Le premier ministre russe, Vladimir Poutine, a révélé avoir rencontré les dix espions russes expulsés des Etats-Unis début juillet dans le cadre d'un échange sans précédent depuis la guerre froide et chanté avec eux des chansons patriotiques de l'époque soviétique.

Interrogé par un groupe de journalistes russes en marge d'une visite en Ukraine, M. Poutine, lui-même ancien agent du KGB (services secrets soviétiques), s'est longuement exprimé sur le sujet, selon la transcription publiée dimanche sur le site du gouvernement russe:

- Vous n'allez pas rencontrer les agents russes revenus des Etats-Unis?

Poutine: «je les ai rencontrés».

- Vous n'en dites pas plus?

Poutine: «Vous ne m'avez rien demandé de plus».

- De quoi avez-vous parlé?

Poutine: «De la vie».

- On raconte que vous avez chanté un karaoké avec eux.

Poutine: «On a chanté, pas un karaoké, mais avec un accompagnement musical».

- Vous ne dites pas ce que vous avez chanté?

Poutine: «Par quoi commence la Patrie, une chanson patriotique des années 1960 interprétée pour la première fois dans un film populaire, Le Bouclier et l'Epée du réalisateur Vladimir Bassov, sur le destin d'un espion soviétique travaillant en Allemagne durant la période nazie. «Je ne plaisante pas, c'est sérieux. Et (on a chanté) d'autres chansons de ce genre».

- Est-ce que vous avez l'intention de punir les agents russes?

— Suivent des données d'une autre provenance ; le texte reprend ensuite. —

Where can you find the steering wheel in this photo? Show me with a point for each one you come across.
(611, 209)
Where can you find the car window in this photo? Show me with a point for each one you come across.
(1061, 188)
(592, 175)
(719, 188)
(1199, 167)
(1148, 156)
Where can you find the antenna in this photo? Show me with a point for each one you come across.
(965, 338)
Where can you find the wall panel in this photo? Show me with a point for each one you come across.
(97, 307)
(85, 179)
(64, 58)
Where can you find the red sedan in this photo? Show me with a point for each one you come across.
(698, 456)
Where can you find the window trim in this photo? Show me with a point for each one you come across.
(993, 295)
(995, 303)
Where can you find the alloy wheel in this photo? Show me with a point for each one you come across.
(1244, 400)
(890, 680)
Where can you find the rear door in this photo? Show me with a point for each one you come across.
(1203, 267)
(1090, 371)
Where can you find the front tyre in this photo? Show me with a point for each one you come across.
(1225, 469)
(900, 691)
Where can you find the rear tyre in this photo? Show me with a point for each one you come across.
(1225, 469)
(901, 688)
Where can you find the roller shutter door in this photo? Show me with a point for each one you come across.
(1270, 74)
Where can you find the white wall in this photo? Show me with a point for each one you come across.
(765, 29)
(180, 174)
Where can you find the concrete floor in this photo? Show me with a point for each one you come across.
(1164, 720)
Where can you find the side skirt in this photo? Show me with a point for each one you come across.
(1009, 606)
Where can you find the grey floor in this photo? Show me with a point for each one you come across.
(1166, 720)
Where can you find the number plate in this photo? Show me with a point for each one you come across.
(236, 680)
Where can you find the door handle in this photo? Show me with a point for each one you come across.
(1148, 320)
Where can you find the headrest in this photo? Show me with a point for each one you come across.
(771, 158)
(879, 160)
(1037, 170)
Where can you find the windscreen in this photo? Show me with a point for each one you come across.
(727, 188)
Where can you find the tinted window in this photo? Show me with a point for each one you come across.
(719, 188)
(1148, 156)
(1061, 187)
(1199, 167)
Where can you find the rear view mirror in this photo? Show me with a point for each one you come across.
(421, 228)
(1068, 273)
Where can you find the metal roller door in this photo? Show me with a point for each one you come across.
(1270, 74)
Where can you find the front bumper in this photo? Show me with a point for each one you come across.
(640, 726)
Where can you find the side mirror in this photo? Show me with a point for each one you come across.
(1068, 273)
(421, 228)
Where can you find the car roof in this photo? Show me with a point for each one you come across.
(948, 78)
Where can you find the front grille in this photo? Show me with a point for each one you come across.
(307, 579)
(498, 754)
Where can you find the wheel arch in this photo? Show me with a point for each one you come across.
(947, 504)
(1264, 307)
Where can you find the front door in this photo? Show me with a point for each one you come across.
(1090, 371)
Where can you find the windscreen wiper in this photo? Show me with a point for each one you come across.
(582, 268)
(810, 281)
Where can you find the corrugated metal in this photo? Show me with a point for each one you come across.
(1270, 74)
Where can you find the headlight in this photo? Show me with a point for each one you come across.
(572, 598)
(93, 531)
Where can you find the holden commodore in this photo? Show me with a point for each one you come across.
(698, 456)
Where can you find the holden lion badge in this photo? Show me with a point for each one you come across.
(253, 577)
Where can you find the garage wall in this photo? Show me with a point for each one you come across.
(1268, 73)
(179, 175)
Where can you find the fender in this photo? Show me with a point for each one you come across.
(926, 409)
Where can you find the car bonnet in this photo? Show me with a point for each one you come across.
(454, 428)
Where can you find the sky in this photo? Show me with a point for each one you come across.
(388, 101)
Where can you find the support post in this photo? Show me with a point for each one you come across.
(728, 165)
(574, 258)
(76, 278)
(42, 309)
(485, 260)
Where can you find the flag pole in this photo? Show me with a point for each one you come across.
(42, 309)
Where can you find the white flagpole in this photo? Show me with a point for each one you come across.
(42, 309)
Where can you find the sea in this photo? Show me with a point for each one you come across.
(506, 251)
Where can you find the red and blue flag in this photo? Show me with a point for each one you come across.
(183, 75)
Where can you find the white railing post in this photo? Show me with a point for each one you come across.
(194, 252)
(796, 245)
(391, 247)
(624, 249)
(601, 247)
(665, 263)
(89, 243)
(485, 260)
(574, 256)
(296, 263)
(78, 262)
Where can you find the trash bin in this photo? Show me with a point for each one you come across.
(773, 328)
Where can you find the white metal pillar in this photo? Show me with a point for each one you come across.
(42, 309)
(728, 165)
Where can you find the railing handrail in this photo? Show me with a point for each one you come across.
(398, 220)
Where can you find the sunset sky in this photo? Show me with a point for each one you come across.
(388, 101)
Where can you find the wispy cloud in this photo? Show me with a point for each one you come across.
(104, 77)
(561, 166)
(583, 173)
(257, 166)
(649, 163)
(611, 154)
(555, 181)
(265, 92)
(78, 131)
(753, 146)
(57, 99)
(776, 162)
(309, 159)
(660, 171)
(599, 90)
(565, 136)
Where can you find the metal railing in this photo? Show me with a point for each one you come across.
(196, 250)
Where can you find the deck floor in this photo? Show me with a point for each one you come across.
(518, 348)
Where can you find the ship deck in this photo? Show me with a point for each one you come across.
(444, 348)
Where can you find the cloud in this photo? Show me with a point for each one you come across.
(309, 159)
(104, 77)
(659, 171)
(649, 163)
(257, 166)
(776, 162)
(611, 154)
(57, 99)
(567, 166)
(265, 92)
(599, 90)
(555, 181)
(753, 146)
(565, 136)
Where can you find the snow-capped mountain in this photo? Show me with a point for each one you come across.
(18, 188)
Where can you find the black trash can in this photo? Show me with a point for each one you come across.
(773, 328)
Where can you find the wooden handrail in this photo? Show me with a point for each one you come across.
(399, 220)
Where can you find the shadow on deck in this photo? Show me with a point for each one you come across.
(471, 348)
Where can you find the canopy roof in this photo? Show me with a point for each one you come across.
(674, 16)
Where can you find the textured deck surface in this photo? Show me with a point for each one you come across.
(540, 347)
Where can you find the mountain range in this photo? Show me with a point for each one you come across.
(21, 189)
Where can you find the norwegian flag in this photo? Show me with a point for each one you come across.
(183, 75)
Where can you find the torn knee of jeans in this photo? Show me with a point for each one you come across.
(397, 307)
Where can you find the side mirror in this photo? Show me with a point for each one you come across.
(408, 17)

Poutine: «Je crois que c'est une question indélicate. Elle ne peut pas être résolue au cours d'une conférence de presse. Les services secrets ont leurs règles. Et les collaborateurs de ces services connaissent très bien ces règles.    - Que vont faire ces agents maintenant en Russie?

Poutine: «Ils vont travailler et je suis sûr qu'ils auront des postes dignes, que leur vie sera intéressante, éblouissante».

Les dix agents russes, parmi lesquels la jeune et jolie rousse Anna Chapman, héroïne de la scène médiatique, ont été remis le 9 juillet à Vienne par les Etats-Unis.

M. Poutine n'a indiqué ni le lieu ni la date de sa rencontre avec eux mais affirmé connaître les noms de tous les «traîtres» qui avaient contribué à leur arrestation.

«Cela résulte d'une haute trahison. Et les traîtres finissent toujours mal. En règle générale, ils finissent dans la rue comme des alcooliques ou des drogués. Récemment, un (traître) a fini son existence quelque part à l'étranger et on ne sait pas pour quelle raison», a dit M. Poutine, sans autre détail.

L'ancien espion russe Sergueï Tretiakov, qui s'était rendu aux autorités américaines en 2000 et pourrait avoir renseigné les Etats-Unis sur les agents russes, est décédé le 13 juin d'une crise cardiaque à l'âge de 53 ans.

Bizarrement, sa mort a été annoncée seulement le 9 juillet, jour de l'échange d'espions entre les Etats-Unis et la Russie.

M. Poutine a insisté sur la «vie très difficile de chacun» des dix agents russes.

«Imaginez-vous, d'abord il faut posséder une langue comme votre langue maternelle. Penser et parler dans cette langue, accomplir des missions pour les intérêts de la patrie pendant de nombreuses années, ne pas compter sur une couverture diplomatique, mettre en danger ses proches et soi-même», a souligné M. Poutine.

Selon des informations de presse non confirmées, les agents russes expulsés des Etats-Unis sont débriefés par le Service de renseignement extérieur russe (SVR) dans un lieu tenu secret dans la région de Moscou, dans le cadre d'une procédure qui pourrait durer plusieurs semaines.

M. Poutine a indiqué que ce n'était pas sa «mission» d'évaluer le travail de ces agents mais la tâche de «spécialistes, leurs chefs», et que le destinataire final de telles informations serait le président russe, Dmitri Medvedev.